Tuesday, April 14, 2015

LDS General Conference April 2015: Parting Thoughts

There are four general sessions of General Conference, then there's a Women's Session and a Priesthood Session. You usually have the fifteen men from the First Presidency and the Quorum of the Twelve speak at one of these sessions, but this year, Richard G. Scott's health prevented him from attending and speaking. He's 86; I hope he's able to recover. He's always been one of my favorites. There's a real sensitivity and genuine earnestness to his talks.

For the third conference in a row, I feel like I've seen Boyd K. Packer give his last talk. You can tell his mind is fully there, but his body is falling apart.

Pres. Monson spoke less this time, and that to me is an indication of the new normal under his Presidency. He's 87. Some say he's showing signs of dementia. He sounded great the times he spoke, but I don't think we're going to get any new revelations out of him. (I mean, I would love it; D&C 138 came in the final months in the life of Joseph F. Smith.) His talk from the Priesthood session was mostly cut together from talks he gave in 2006 and 2007, and in the previous Conference, one of his talks was one he'd given before.

L. Tom Perry's felt like the lion in winter the past couple weeks. He was the senior Apostle to meet with Pres. Obama, and he had a gusto to his talk when he closed the Saturday morning session. He's 92 and showing no signs of slowing down.

One of the big repeated messages from this General Conference was "Marriage is between a man and a woman." The eternal family has been central to the restored gospel since almost the beginning, but there's been a backlash against the Church in the US for their support of Prop 8, and I didn't hear anything in the talks on what gay people are supposed to actually do. Besides not marry and not have kids. It makes me wonder if there will be a movement within church leadership to canonize "The Family: A Proclamation to the World" as scripture.

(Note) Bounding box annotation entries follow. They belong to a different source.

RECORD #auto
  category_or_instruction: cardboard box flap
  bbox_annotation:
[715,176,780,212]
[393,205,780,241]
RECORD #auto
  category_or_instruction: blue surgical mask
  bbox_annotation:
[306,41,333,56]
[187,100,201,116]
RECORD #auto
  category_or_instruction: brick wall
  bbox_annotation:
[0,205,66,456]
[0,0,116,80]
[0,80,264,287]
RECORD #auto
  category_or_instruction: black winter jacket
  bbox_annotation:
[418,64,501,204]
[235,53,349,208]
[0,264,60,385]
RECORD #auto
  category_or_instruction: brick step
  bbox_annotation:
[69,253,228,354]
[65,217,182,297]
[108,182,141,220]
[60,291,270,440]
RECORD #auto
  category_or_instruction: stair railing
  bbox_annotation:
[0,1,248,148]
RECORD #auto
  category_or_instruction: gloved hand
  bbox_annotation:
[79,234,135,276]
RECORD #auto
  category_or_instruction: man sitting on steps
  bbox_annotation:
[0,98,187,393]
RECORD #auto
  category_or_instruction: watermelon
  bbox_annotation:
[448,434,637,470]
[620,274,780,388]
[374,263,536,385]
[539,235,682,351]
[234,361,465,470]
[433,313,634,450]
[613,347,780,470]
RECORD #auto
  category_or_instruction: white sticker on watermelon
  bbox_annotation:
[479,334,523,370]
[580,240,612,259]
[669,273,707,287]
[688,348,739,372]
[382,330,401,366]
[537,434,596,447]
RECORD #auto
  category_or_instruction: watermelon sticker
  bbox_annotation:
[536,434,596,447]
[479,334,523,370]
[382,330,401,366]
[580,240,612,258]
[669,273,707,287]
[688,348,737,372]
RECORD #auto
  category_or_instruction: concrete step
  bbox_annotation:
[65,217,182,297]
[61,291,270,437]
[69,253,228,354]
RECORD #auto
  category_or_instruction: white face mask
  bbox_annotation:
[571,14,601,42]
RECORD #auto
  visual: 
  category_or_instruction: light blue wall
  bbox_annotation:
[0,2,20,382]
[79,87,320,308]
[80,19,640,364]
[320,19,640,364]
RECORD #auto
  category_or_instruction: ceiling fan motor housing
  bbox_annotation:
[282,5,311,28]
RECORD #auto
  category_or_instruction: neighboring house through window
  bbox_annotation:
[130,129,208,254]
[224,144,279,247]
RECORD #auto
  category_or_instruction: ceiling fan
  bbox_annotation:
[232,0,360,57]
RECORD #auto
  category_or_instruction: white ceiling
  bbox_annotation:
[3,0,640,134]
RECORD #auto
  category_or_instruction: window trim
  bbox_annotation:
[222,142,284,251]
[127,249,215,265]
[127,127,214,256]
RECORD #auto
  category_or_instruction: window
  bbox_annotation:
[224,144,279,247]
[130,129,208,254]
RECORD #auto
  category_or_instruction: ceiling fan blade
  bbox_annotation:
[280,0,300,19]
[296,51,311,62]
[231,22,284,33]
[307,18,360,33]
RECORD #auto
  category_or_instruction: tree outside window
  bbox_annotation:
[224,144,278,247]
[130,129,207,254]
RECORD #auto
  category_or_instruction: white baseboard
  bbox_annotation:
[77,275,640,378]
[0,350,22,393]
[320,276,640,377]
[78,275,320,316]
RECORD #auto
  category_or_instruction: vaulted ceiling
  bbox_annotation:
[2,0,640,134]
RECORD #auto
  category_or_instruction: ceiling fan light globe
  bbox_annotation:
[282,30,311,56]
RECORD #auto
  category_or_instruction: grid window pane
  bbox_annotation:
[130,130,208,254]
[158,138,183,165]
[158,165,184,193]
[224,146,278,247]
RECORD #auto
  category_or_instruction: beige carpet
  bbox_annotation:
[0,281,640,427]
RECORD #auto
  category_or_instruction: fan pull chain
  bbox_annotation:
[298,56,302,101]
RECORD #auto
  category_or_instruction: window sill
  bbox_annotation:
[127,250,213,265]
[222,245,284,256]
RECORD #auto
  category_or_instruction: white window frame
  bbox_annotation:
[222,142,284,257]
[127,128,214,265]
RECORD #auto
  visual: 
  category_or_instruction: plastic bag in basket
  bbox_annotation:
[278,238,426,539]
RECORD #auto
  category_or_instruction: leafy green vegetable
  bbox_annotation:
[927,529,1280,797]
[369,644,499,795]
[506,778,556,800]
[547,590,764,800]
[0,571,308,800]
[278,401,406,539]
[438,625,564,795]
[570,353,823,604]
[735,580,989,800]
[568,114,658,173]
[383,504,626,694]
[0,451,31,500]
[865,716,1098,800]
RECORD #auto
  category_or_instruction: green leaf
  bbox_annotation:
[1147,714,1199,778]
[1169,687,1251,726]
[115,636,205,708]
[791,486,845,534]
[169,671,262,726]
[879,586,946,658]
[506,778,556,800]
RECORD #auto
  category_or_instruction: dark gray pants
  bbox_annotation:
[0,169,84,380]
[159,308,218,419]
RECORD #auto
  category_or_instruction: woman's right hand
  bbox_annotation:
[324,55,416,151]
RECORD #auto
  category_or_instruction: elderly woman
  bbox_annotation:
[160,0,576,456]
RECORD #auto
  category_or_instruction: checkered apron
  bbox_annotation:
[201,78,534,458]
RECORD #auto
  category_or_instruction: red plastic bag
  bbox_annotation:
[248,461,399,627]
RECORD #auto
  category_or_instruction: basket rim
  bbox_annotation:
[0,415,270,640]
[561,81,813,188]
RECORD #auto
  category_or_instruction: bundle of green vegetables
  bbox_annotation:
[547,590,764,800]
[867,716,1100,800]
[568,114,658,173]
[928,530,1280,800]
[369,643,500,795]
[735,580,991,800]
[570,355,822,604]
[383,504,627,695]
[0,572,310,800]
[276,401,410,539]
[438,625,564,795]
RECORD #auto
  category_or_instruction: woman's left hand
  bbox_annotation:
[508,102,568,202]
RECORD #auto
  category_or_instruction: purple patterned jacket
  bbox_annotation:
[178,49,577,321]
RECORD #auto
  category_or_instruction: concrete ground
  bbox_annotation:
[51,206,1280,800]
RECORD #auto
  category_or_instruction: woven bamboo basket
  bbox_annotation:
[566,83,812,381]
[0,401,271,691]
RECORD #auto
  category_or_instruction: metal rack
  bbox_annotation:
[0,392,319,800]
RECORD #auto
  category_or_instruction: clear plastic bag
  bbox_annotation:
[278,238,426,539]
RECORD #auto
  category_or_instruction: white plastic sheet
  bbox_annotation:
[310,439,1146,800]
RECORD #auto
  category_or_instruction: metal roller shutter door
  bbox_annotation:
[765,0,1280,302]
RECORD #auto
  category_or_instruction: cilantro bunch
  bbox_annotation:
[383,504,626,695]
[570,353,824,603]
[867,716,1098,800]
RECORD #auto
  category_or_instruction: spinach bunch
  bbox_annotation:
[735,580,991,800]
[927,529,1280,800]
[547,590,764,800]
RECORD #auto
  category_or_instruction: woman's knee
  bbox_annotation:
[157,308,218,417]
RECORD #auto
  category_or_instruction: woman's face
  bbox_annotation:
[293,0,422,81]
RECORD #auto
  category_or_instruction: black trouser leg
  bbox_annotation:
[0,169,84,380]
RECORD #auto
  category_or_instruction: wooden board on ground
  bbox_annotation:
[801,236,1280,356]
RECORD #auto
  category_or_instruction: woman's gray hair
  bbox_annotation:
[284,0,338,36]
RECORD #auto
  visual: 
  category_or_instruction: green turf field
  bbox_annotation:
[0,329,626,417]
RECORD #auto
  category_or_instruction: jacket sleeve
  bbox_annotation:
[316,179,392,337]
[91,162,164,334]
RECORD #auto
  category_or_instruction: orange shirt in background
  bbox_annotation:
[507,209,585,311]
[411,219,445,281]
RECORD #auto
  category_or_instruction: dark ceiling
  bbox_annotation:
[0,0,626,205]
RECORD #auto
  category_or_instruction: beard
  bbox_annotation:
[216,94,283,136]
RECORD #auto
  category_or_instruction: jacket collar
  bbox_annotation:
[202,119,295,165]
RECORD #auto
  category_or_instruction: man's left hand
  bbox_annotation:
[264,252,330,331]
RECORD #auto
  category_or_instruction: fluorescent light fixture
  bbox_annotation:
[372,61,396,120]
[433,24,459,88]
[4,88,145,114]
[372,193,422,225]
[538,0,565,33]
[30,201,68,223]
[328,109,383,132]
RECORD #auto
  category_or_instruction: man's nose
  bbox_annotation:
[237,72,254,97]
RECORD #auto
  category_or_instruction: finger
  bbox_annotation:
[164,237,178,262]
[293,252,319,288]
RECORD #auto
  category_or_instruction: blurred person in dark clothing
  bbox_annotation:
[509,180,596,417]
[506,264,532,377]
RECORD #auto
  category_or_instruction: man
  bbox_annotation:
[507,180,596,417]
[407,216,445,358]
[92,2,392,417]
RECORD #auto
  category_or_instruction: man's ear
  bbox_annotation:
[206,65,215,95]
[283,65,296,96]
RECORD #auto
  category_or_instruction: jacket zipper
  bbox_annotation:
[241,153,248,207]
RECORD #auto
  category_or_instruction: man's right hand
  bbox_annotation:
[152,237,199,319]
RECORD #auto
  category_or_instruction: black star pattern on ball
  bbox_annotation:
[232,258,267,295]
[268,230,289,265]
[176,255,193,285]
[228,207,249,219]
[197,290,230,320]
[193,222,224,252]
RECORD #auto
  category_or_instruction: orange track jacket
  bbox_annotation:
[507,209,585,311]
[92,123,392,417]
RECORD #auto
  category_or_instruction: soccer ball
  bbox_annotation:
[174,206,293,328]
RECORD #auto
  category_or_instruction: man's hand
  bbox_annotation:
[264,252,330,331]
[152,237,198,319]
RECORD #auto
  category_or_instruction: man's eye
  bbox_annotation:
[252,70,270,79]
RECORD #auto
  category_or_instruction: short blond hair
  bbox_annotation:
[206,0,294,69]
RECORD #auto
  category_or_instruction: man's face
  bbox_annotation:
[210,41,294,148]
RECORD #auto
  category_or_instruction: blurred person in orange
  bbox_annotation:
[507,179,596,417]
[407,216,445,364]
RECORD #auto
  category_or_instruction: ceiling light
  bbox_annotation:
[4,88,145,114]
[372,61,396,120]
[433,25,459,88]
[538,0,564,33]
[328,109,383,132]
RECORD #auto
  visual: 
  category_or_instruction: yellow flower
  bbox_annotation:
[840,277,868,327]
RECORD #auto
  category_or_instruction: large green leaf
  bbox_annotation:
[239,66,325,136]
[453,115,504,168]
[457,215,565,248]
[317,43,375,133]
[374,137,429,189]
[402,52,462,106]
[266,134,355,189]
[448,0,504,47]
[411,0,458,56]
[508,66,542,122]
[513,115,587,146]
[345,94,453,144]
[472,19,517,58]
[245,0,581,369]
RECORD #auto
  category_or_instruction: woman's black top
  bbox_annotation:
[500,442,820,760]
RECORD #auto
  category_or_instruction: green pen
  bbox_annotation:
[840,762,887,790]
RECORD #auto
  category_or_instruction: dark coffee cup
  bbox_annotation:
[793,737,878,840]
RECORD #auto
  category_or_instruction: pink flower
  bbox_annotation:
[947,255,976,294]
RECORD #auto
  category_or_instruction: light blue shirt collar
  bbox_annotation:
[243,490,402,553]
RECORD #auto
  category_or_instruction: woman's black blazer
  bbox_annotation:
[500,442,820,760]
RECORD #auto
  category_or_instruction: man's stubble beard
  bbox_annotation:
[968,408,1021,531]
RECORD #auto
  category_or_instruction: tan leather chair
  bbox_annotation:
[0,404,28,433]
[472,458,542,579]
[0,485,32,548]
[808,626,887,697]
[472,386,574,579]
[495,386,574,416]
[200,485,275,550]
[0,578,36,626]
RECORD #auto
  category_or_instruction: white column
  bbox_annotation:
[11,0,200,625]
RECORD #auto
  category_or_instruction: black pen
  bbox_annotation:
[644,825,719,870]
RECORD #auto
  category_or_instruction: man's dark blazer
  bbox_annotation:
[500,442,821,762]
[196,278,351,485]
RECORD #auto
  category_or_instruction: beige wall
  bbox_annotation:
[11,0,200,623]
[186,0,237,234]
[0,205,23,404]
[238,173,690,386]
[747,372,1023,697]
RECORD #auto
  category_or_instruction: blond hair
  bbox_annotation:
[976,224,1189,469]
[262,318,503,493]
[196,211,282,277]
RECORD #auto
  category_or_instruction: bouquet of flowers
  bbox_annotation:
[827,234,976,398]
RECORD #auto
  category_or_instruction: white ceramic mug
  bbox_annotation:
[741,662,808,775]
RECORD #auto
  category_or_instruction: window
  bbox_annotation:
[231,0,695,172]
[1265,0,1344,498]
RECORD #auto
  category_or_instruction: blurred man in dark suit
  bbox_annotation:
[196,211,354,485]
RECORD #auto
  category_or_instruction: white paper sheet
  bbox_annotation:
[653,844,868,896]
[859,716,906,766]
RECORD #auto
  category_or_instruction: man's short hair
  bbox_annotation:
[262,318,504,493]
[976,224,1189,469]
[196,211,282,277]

Favorite talks this time around:

Pres. Uchtdorf's "The Gift of Grace"
Pres. Uchtdorf's "On Being Genuine"
Sis. Wixom's "Returning to Faith"
Bishop Causse's "Is It Still Wonderful to You"
Pres. Monson's "Blessings of the Temple"

Part of me hopes that when Pres. Monson dies, the remaining 14 receive the revelation that Uchtdorf should be the next prophet.

There used to be seven sessions of General Conference. Six regular sessions and a Priesthood session. In October 1975, they introduced a Welfare Session, and this is the first session that had a woman speaker - Relief Society General President Barbara B. Smith. A few years later, two
regular sessions were eliminated in favor of a General Relief Society Session, though this session was only held once a year. The Welfare session was dropped in 1984. Also, April 1984, with no Women's Session, was the only General Conference that I could find where there were four women speakers during the four regular Saturday/Sunday sessions. I may do a separate post on this.

(UPDATE: Sister Lilian V. Jones spoke in the April 1909 General Conference, so I do have more research to do on this topic.)

Some other thoughts:

- Why was the age range 8 and over for the Women's Session when the Priesthood Session is for 12 and over?
- Elder Cook's reference to "The Church has never been stronger" refers to not just total membership but the increased activity rates of the Church. We know the majority of counted members are less active, so it's nice to know more who still count as members are actually participating.
- For those who opposed during the sustaining of officers, they didn't really seem to have a concrete motive. An anonymous website collected General Conference tickets for those who wanted to oppose for whatever reason, and some people claimed the tickets, and then they raised their hand and yelled "Opposed" when the time came. In the early days, there'd be debates. When Joseph Smith tried to remove Sidney Rigdon from the First Presidency, the majority of members opposed, and so Rigdon stayed on. These days, I would say there's a difference between "vote" and "sustain."